Martes 29 de diciembre de 2009
Teherán se convertía ayer lunes en una batalla campal, al reprimir las autoridades una manifestación de los partidarios del líder de la oposición, Mir Hussein Musavi. Desde el fin de semana se calcula que han perdido la vida una veintena de opositores, a manos de la brutalidad de la policía y los paramilitares “Basij”, quienes gozan de total impunidad a la hora de cometer todo tipo de actos violentos. Se da la circunstancia de que entre las víctimas podría hallarse un sobrino del propio Musavi, cuya seguridad personal peligra más cada día. Pero nada de esto parece amedrentar a una ciudadanía que lleva demasiado tiempo asfixiada bajo la teocracia de los ayatolás y que masivamente se pronunció en las urnas a favor de un cambio que no pudo operarse por culpa de los manejos fraudulentos de Ahmadineyad. Dicho cambio es prácticamente imposible, toda vez que los designios del país son fiscalizados por un órgano, el Consejo de Guardianes de la Revolución, que veta a toda persona que pueda suponer la menor alteración de la rígida estructura islámica del país.

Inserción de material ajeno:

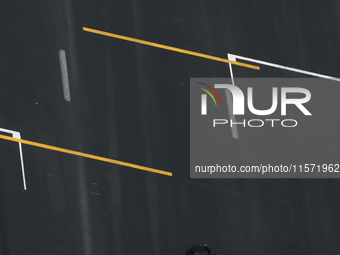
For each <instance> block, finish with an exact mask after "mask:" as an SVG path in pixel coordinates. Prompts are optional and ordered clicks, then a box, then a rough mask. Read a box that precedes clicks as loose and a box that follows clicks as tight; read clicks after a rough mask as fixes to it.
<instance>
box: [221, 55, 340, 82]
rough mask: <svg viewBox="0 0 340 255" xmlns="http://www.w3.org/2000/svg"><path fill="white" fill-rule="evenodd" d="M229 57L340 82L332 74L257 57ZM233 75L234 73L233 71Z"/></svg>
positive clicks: (233, 78) (228, 56) (287, 70)
mask: <svg viewBox="0 0 340 255" xmlns="http://www.w3.org/2000/svg"><path fill="white" fill-rule="evenodd" d="M228 59H229V60H235V59H243V60H246V61H250V62H254V63H258V64H261V65H266V66H271V67H275V68H279V69H284V70H287V71H292V72H296V73H303V74H307V75H311V76H315V77H319V78H324V79H328V80H333V81H337V82H340V78H336V77H332V76H328V75H323V74H318V73H313V72H309V71H304V70H301V69H297V68H292V67H288V66H282V65H278V64H273V63H269V62H265V61H261V60H257V59H252V58H246V57H242V56H238V55H234V54H229V53H228ZM229 67H230V70H231V69H232V67H231V65H230V64H229ZM231 75H232V71H231ZM232 79H234V77H233V76H232ZM234 85H235V84H234Z"/></svg>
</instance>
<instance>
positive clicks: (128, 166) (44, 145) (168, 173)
mask: <svg viewBox="0 0 340 255" xmlns="http://www.w3.org/2000/svg"><path fill="white" fill-rule="evenodd" d="M0 139H4V140H8V141H12V142H17V143H23V144H28V145H32V146H35V147H40V148H44V149H47V150H53V151H59V152H63V153H67V154H72V155H76V156H80V157H84V158H90V159H95V160H99V161H104V162H108V163H112V164H117V165H121V166H126V167H131V168H136V169H139V170H143V171H148V172H152V173H156V174H163V175H167V176H172V173H171V172H167V171H163V170H157V169H154V168H150V167H145V166H140V165H135V164H131V163H127V162H123V161H119V160H115V159H110V158H104V157H99V156H95V155H91V154H87V153H83V152H79V151H72V150H68V149H63V148H60V147H55V146H51V145H47V144H43V143H36V142H31V141H28V140H23V139H17V138H13V137H10V136H6V135H0Z"/></svg>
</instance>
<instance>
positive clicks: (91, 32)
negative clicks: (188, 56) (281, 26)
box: [83, 27, 260, 70]
mask: <svg viewBox="0 0 340 255" xmlns="http://www.w3.org/2000/svg"><path fill="white" fill-rule="evenodd" d="M83 30H84V31H86V32H90V33H94V34H99V35H105V36H109V37H113V38H117V39H121V40H125V41H130V42H135V43H140V44H144V45H148V46H152V47H156V48H161V49H164V50H170V51H175V52H179V53H184V54H188V55H192V56H196V57H201V58H207V59H211V60H215V61H220V62H224V63H229V64H233V65H238V66H243V67H247V68H251V69H256V70H260V67H259V66H254V65H249V64H245V63H241V62H237V61H231V60H229V59H225V58H219V57H215V56H211V55H207V54H202V53H197V52H194V51H190V50H184V49H180V48H176V47H171V46H167V45H163V44H159V43H153V42H148V41H144V40H140V39H136V38H132V37H127V36H123V35H117V34H113V33H108V32H104V31H100V30H96V29H92V28H88V27H83Z"/></svg>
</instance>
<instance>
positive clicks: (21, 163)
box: [0, 128, 27, 190]
mask: <svg viewBox="0 0 340 255" xmlns="http://www.w3.org/2000/svg"><path fill="white" fill-rule="evenodd" d="M0 132H4V133H10V134H12V136H13V138H17V139H21V136H20V132H17V131H13V130H9V129H4V128H0ZM19 152H20V161H21V172H22V181H23V184H24V190H27V187H26V177H25V168H24V156H23V153H22V146H21V143H19Z"/></svg>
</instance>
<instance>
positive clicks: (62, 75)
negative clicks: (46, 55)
mask: <svg viewBox="0 0 340 255" xmlns="http://www.w3.org/2000/svg"><path fill="white" fill-rule="evenodd" d="M59 61H60V70H61V79H62V82H63V91H64V99H65V100H66V101H67V102H71V93H70V85H69V80H68V72H67V62H66V53H65V51H64V50H59Z"/></svg>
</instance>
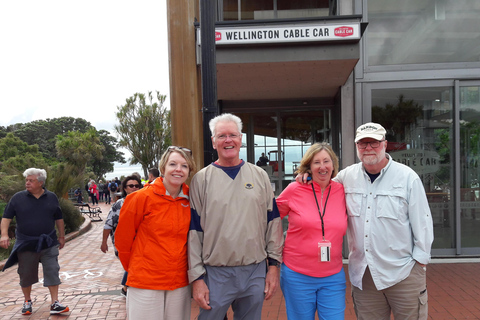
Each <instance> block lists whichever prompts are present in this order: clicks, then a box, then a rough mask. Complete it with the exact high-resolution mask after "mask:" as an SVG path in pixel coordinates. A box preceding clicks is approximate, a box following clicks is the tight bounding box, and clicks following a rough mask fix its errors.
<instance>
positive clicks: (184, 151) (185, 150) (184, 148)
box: [167, 146, 192, 155]
mask: <svg viewBox="0 0 480 320" xmlns="http://www.w3.org/2000/svg"><path fill="white" fill-rule="evenodd" d="M167 150H168V151H172V150H183V151H184V152H186V153H188V154H190V155H192V150H190V149H188V148H184V147H177V146H170V147H168V148H167Z"/></svg>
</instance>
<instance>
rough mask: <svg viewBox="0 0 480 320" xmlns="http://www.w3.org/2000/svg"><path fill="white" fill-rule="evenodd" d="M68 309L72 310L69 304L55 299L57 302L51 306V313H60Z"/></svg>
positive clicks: (63, 311)
mask: <svg viewBox="0 0 480 320" xmlns="http://www.w3.org/2000/svg"><path fill="white" fill-rule="evenodd" d="M68 311H70V309H68V307H67V306H64V305H63V304H61V303H60V302H58V301H55V303H54V304H52V305H51V306H50V314H58V313H64V312H68Z"/></svg>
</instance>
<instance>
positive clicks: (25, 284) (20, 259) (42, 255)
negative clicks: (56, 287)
mask: <svg viewBox="0 0 480 320" xmlns="http://www.w3.org/2000/svg"><path fill="white" fill-rule="evenodd" d="M17 256H18V271H17V272H18V275H19V276H20V286H21V287H22V288H25V287H30V286H31V285H33V284H34V283H37V282H38V264H39V263H40V262H41V263H42V267H43V278H44V281H43V286H44V287H50V286H57V285H59V284H60V283H61V281H60V277H59V276H58V273H59V271H60V265H59V264H58V246H53V247H51V248H48V249H44V250H42V251H40V252H34V251H24V252H18V253H17Z"/></svg>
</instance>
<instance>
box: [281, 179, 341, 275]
mask: <svg viewBox="0 0 480 320" xmlns="http://www.w3.org/2000/svg"><path fill="white" fill-rule="evenodd" d="M313 185H314V187H315V193H316V195H317V200H318V206H319V207H320V211H321V212H322V214H323V211H324V208H325V202H326V201H327V195H328V192H329V189H330V188H331V190H330V195H329V196H328V202H327V205H326V208H325V215H324V217H323V221H324V227H325V239H326V240H329V241H330V242H331V243H332V247H331V253H330V254H331V261H330V262H319V259H318V243H319V242H320V241H322V240H323V237H322V223H321V220H320V215H319V212H318V209H317V204H316V202H315V197H314V195H313V190H312V186H311V185H301V184H299V183H297V182H293V183H291V184H290V185H289V186H288V187H287V188H286V189H285V190H283V192H282V193H281V194H280V196H279V197H278V198H277V206H278V209H279V211H280V217H281V218H282V219H283V218H284V217H286V216H288V222H289V225H288V230H287V237H286V239H285V247H284V249H283V261H284V263H285V264H286V265H287V266H288V267H289V268H290V269H292V270H293V271H295V272H298V273H301V274H304V275H308V276H312V277H327V276H330V275H333V274H336V273H338V272H339V271H340V270H341V268H342V247H343V246H342V244H343V236H344V235H345V233H346V231H347V211H346V206H345V192H344V190H343V185H341V184H340V183H338V182H335V181H330V184H329V185H328V186H327V188H325V190H324V191H323V192H322V190H321V188H320V186H319V185H318V184H317V183H315V182H313Z"/></svg>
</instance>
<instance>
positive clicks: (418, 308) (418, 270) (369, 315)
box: [352, 263, 428, 320]
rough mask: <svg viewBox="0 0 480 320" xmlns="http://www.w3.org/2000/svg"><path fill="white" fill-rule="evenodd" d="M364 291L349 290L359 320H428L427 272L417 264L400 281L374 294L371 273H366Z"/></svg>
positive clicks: (371, 276)
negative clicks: (391, 318)
mask: <svg viewBox="0 0 480 320" xmlns="http://www.w3.org/2000/svg"><path fill="white" fill-rule="evenodd" d="M362 286H363V290H360V289H359V288H357V287H355V286H352V297H353V303H354V307H355V313H356V315H357V319H358V320H372V319H376V320H390V314H391V313H393V316H394V319H395V320H426V319H427V318H428V303H427V302H428V294H427V284H426V271H425V270H424V269H423V268H422V266H420V265H419V264H418V263H415V265H414V266H413V268H412V271H410V275H409V276H408V277H407V278H406V279H405V280H403V281H400V282H399V283H397V284H395V285H393V286H391V287H389V288H387V289H384V290H377V288H376V287H375V284H374V283H373V279H372V275H371V274H370V270H369V269H368V267H367V269H366V270H365V274H364V275H363V282H362Z"/></svg>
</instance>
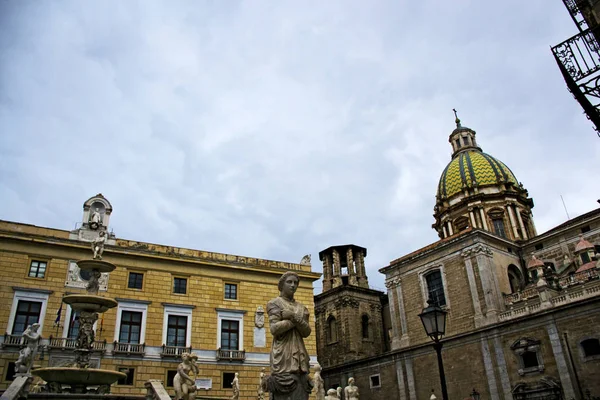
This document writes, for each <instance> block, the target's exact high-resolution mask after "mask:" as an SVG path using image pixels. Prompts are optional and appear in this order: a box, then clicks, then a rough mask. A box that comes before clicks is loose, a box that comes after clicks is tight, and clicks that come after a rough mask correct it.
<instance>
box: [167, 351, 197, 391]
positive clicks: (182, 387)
mask: <svg viewBox="0 0 600 400" xmlns="http://www.w3.org/2000/svg"><path fill="white" fill-rule="evenodd" d="M194 358H195V356H193V355H192V354H190V353H188V352H184V353H181V363H180V364H179V365H178V366H177V374H176V375H175V377H174V378H173V387H174V388H175V399H176V400H193V399H195V398H196V396H195V394H194V393H195V392H196V383H195V382H194V380H193V379H192V378H191V377H190V375H191V372H194V373H195V374H198V366H197V365H196V363H195V362H194V361H195V360H194Z"/></svg>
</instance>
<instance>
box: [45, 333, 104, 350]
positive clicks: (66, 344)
mask: <svg viewBox="0 0 600 400" xmlns="http://www.w3.org/2000/svg"><path fill="white" fill-rule="evenodd" d="M76 343H77V339H75V338H55V337H52V336H50V337H49V338H48V350H75V349H76V348H77V346H76ZM92 351H97V352H102V353H103V352H105V351H106V339H105V340H103V341H95V342H93V343H92Z"/></svg>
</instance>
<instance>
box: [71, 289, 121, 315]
mask: <svg viewBox="0 0 600 400" xmlns="http://www.w3.org/2000/svg"><path fill="white" fill-rule="evenodd" d="M63 302H65V303H67V304H68V305H70V306H71V308H72V309H73V310H76V311H90V312H98V313H103V312H106V311H107V310H110V309H111V308H115V307H116V306H117V305H118V304H119V303H117V302H116V301H115V300H113V299H109V298H107V297H101V296H94V295H90V294H71V295H68V296H65V297H63Z"/></svg>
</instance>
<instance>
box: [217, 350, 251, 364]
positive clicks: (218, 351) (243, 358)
mask: <svg viewBox="0 0 600 400" xmlns="http://www.w3.org/2000/svg"><path fill="white" fill-rule="evenodd" d="M245 359H246V350H224V349H220V348H219V349H217V361H218V360H226V361H244V360H245Z"/></svg>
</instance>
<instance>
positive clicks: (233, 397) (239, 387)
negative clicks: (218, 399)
mask: <svg viewBox="0 0 600 400" xmlns="http://www.w3.org/2000/svg"><path fill="white" fill-rule="evenodd" d="M238 376H239V374H238V373H237V372H236V373H235V378H233V381H232V382H231V388H232V389H233V396H231V400H238V399H239V398H240V381H239V379H238Z"/></svg>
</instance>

Aún así, la oposición sigue saliendo a la calle. Se exponen a que los maten o les detengan y les torturen; y además saben que nadie en Irán moverá un dedo por ellos si son juzgados. Se enfrentan también a la calumnia oficial permanente, que los tilda de “agentes sionistas y norteamericanos”, cuando lo que realmente pretenden es un Irán menos opresivo. Su ansia de libertad puede más que los desvaríos de un tirano que a día de hoy es uno de los mayores obstáculos para la convivencia mundial. La oposición iraní está dando un auténtico ejemplo de coraje cívico. El sacrificio de estas personas debería tener un mayor protagonismo en las agendas de los cancilleres occidentales, que no parecen percatarse del enorme precio que están pagando en Irán por conseguir su libertad.